Segundo a pesquisa, a temperatura média do verão de 2023 nesta região do planeta foi de 2,2 graus Celsius maior que a média dos verões do período de 1 a 1890.
Também foi registrado um período com excessivo calor 2,07 graus mais quente no período de 1850 a 1900, ano referência para cientistas e políticos tomarem decisões acerca de políticas relativas ao meio ambiente.
Pesquisadores da Universidade de Johannes Gutenberg, na Alemanha, ressaltam que o excesso de gases do efeito estufa na atmosfera, provenientes da queima de combustíveis fósseis, é o maior responsável pelo aumento da temperatura, mas, admitem que, fenômenos como o El Niño e erupções vulcânicas submarinas também contribuem para piora da situação.
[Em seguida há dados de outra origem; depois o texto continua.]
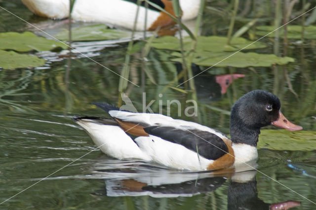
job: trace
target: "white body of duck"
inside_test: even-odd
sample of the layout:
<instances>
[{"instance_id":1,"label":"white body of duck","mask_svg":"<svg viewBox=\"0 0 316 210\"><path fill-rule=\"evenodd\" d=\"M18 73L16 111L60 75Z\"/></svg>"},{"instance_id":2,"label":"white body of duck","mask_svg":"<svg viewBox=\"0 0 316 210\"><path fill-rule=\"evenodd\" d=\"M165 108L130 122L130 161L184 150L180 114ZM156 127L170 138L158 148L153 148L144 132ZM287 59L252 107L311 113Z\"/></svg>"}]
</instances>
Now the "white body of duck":
<instances>
[{"instance_id":1,"label":"white body of duck","mask_svg":"<svg viewBox=\"0 0 316 210\"><path fill-rule=\"evenodd\" d=\"M273 124L289 130L302 127L279 112L279 100L272 93L254 90L238 99L232 109L231 139L220 132L196 123L157 114L120 111L94 103L113 119L75 118L108 155L119 159L137 158L165 166L191 170L237 167L258 157L260 127ZM133 139L128 134L136 137Z\"/></svg>"},{"instance_id":2,"label":"white body of duck","mask_svg":"<svg viewBox=\"0 0 316 210\"><path fill-rule=\"evenodd\" d=\"M69 0L22 0L34 14L50 18L63 19L69 14ZM104 22L115 26L133 29L137 5L125 0L76 0L72 11L72 18L86 22ZM172 2L167 0L153 0L164 6L164 9L173 14ZM155 2L156 1L156 2ZM200 0L180 0L183 20L195 18L198 12ZM155 9L148 9L145 27L146 8L140 6L136 29L153 30L158 27L174 24L165 13Z\"/></svg>"}]
</instances>

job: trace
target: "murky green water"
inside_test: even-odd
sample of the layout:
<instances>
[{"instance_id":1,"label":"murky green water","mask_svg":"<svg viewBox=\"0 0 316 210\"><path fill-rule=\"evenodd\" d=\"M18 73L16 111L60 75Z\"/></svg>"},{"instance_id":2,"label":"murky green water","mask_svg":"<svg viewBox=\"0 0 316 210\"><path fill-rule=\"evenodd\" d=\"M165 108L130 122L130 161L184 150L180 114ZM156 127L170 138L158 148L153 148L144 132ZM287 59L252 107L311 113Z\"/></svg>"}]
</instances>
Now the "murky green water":
<instances>
[{"instance_id":1,"label":"murky green water","mask_svg":"<svg viewBox=\"0 0 316 210\"><path fill-rule=\"evenodd\" d=\"M0 0L0 6L32 23L42 20L33 16L18 0ZM29 29L24 22L1 10L0 32ZM204 33L211 33L209 31L205 29ZM272 53L272 41L267 39L270 47L258 51ZM102 44L91 42L83 50ZM127 44L104 45L90 55L119 74ZM213 68L208 71L212 76L207 76L210 81L215 80L215 75L234 73L245 77L235 80L222 95L218 85L203 84L210 87L198 93L200 102L198 117L183 114L192 106L186 101L192 99L192 94L166 87L177 74L174 63L161 61L168 55L167 51L152 49L147 58L146 65L157 85L142 73L140 55L132 57L130 79L140 87L129 84L126 93L141 110L142 93L146 92L146 104L156 100L151 108L159 112L161 104L160 110L164 114L167 100L179 100L181 116L178 116L177 107L173 106L172 116L228 133L227 111L234 102L248 91L264 89L279 96L282 112L289 120L305 130L316 131L316 48L313 40L303 45L291 42L288 55L296 62L284 66ZM209 172L184 172L135 160L119 161L93 151L96 147L92 140L71 118L106 116L90 102L117 104L119 77L79 56L71 59L55 54L44 57L55 61L49 62L47 68L0 70L0 202L21 192L1 204L0 209L257 210L289 200L301 202L292 209L316 209L302 197L316 202L316 153L313 149L260 150L258 169L263 173L239 173L233 177L231 174L214 177ZM196 83L202 80L197 79ZM214 90L209 92L209 88ZM159 96L160 93L162 96ZM238 176L248 178L237 184L235 181Z\"/></svg>"}]
</instances>

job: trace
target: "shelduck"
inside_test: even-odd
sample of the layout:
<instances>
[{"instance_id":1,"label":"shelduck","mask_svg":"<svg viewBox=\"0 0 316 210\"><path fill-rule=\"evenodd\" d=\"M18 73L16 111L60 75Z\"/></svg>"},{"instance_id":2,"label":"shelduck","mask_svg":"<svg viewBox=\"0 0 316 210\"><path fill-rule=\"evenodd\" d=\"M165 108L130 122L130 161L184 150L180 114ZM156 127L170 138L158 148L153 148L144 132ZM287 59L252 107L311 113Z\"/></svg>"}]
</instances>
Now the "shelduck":
<instances>
[{"instance_id":1,"label":"shelduck","mask_svg":"<svg viewBox=\"0 0 316 210\"><path fill-rule=\"evenodd\" d=\"M139 159L179 169L215 170L255 161L260 128L272 124L291 131L302 129L281 113L280 100L276 95L262 90L245 94L233 106L231 139L196 123L158 114L121 111L104 103L93 104L112 119L73 120L102 152L119 159Z\"/></svg>"},{"instance_id":2,"label":"shelduck","mask_svg":"<svg viewBox=\"0 0 316 210\"><path fill-rule=\"evenodd\" d=\"M69 17L69 0L22 0L34 14L54 19ZM171 0L151 0L151 2L174 15ZM195 18L198 12L200 0L180 0L183 20ZM137 6L137 0L76 0L72 11L74 20L104 22L115 26L133 29ZM155 30L158 27L168 28L175 23L168 15L149 5L146 12L145 2L140 7L136 30Z\"/></svg>"}]
</instances>

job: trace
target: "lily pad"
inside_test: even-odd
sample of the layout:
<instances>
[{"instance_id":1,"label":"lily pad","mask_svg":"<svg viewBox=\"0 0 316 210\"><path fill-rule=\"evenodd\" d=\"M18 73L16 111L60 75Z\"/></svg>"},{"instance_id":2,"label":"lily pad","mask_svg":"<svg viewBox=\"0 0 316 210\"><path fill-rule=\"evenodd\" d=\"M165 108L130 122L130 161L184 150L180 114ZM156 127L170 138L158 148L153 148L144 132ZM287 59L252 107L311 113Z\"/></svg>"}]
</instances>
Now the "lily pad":
<instances>
[{"instance_id":1,"label":"lily pad","mask_svg":"<svg viewBox=\"0 0 316 210\"><path fill-rule=\"evenodd\" d=\"M249 66L270 67L273 64L284 65L289 62L294 62L294 58L289 57L277 57L274 54L241 52L238 52L232 55L232 52L225 52L213 53L201 52L196 53L196 57L193 61L195 64L200 66L215 65L218 67L232 66L237 68ZM182 62L181 55L180 53L174 52L171 55L178 57L172 59L171 60Z\"/></svg>"},{"instance_id":2,"label":"lily pad","mask_svg":"<svg viewBox=\"0 0 316 210\"><path fill-rule=\"evenodd\" d=\"M259 42L253 42L238 37L232 40L231 44L227 44L227 38L224 37L212 36L200 36L197 38L196 51L223 52L237 51L248 45L245 49L258 49L266 47L266 45ZM189 37L183 39L184 48L186 51L191 49L192 40ZM164 36L155 39L151 46L158 49L165 49L180 51L179 39L174 37Z\"/></svg>"},{"instance_id":3,"label":"lily pad","mask_svg":"<svg viewBox=\"0 0 316 210\"><path fill-rule=\"evenodd\" d=\"M58 47L66 48L67 46L54 40L38 37L30 32L22 34L0 33L0 49L13 49L20 52L33 50L41 51L50 50Z\"/></svg>"},{"instance_id":4,"label":"lily pad","mask_svg":"<svg viewBox=\"0 0 316 210\"><path fill-rule=\"evenodd\" d=\"M2 69L37 67L45 63L45 60L35 56L0 50L0 67Z\"/></svg>"},{"instance_id":5,"label":"lily pad","mask_svg":"<svg viewBox=\"0 0 316 210\"><path fill-rule=\"evenodd\" d=\"M256 33L257 35L265 36L276 29L274 26L261 26L256 28ZM283 37L284 30L279 29L280 37ZM301 38L302 26L298 25L289 25L287 27L287 38L288 39L300 39ZM274 37L275 32L269 34L268 37ZM316 26L309 26L304 27L304 39L316 39Z\"/></svg>"},{"instance_id":6,"label":"lily pad","mask_svg":"<svg viewBox=\"0 0 316 210\"><path fill-rule=\"evenodd\" d=\"M60 40L68 40L68 30L65 29L55 38ZM116 29L109 29L104 24L93 25L72 29L72 40L74 41L117 40L130 37L129 34Z\"/></svg>"},{"instance_id":7,"label":"lily pad","mask_svg":"<svg viewBox=\"0 0 316 210\"><path fill-rule=\"evenodd\" d=\"M315 150L316 132L262 129L259 135L258 148L276 150Z\"/></svg>"}]
</instances>

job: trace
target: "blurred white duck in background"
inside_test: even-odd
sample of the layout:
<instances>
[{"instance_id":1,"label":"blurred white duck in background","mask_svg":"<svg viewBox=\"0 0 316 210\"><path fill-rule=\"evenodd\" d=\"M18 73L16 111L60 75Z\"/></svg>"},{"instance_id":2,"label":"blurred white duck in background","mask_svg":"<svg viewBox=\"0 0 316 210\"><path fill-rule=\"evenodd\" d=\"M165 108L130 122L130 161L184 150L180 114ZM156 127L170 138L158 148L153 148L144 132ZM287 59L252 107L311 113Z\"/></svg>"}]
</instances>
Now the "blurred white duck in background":
<instances>
[{"instance_id":1,"label":"blurred white duck in background","mask_svg":"<svg viewBox=\"0 0 316 210\"><path fill-rule=\"evenodd\" d=\"M34 14L54 19L69 16L69 0L21 0ZM168 0L150 1L174 14L172 2ZM137 0L76 0L72 18L76 21L103 22L112 25L133 29L136 14ZM182 20L195 18L198 15L200 0L180 0ZM136 30L145 29L146 8L142 2L138 13ZM146 29L155 30L158 27L170 28L175 24L168 15L149 5Z\"/></svg>"}]
</instances>

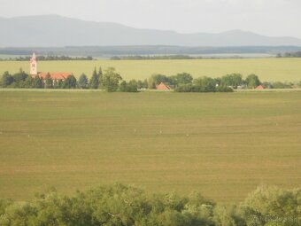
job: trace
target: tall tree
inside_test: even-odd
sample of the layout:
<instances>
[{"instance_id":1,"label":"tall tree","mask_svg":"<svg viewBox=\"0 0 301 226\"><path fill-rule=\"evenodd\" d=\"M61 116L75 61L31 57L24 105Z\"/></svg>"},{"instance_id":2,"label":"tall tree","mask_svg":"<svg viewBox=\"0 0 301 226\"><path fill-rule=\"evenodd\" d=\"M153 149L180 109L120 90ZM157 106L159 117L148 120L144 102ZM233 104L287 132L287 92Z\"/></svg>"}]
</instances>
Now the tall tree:
<instances>
[{"instance_id":1,"label":"tall tree","mask_svg":"<svg viewBox=\"0 0 301 226\"><path fill-rule=\"evenodd\" d=\"M104 71L102 85L108 92L113 92L117 90L121 80L122 77L115 72L115 68L109 67Z\"/></svg>"},{"instance_id":2,"label":"tall tree","mask_svg":"<svg viewBox=\"0 0 301 226\"><path fill-rule=\"evenodd\" d=\"M249 74L245 79L245 82L250 89L254 89L260 85L260 81L259 76L254 74Z\"/></svg>"},{"instance_id":3,"label":"tall tree","mask_svg":"<svg viewBox=\"0 0 301 226\"><path fill-rule=\"evenodd\" d=\"M45 81L44 81L44 88L45 89L52 89L53 88L53 80L51 79L51 75L50 73L47 73Z\"/></svg>"},{"instance_id":4,"label":"tall tree","mask_svg":"<svg viewBox=\"0 0 301 226\"><path fill-rule=\"evenodd\" d=\"M73 74L68 76L64 82L64 89L75 89L76 88L76 78Z\"/></svg>"},{"instance_id":5,"label":"tall tree","mask_svg":"<svg viewBox=\"0 0 301 226\"><path fill-rule=\"evenodd\" d=\"M92 77L89 81L89 88L90 89L98 89L99 87L99 74L96 72L96 67L94 68Z\"/></svg>"},{"instance_id":6,"label":"tall tree","mask_svg":"<svg viewBox=\"0 0 301 226\"><path fill-rule=\"evenodd\" d=\"M80 89L87 89L88 88L88 77L85 74L81 74L78 81L78 86Z\"/></svg>"},{"instance_id":7,"label":"tall tree","mask_svg":"<svg viewBox=\"0 0 301 226\"><path fill-rule=\"evenodd\" d=\"M2 86L8 87L13 82L13 78L9 72L4 72L2 75Z\"/></svg>"},{"instance_id":8,"label":"tall tree","mask_svg":"<svg viewBox=\"0 0 301 226\"><path fill-rule=\"evenodd\" d=\"M33 88L41 89L42 88L42 79L39 75L35 75L33 82Z\"/></svg>"}]
</instances>

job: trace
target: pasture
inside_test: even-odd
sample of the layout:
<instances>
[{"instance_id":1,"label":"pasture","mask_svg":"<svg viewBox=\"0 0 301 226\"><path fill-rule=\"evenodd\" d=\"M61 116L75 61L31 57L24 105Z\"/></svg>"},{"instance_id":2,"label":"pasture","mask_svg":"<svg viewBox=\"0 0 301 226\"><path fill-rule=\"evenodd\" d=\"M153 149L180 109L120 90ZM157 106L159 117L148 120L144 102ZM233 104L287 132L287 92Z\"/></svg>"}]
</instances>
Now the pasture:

Os estudos se embasam também nos anéis de crescimento de árvores locais para estimar quais eram as temperaturas globais entre os anos 1 e 1850.
A Embrapa (Empresa Brasileira de Pesquisa Agropecuária), afirma que a técnica denominada de dendrocronologia, consegue extrair informações sobre ocorrência ambientais, como incêndios e geadas, que ficam registradas em árvores, de diversas maneiras.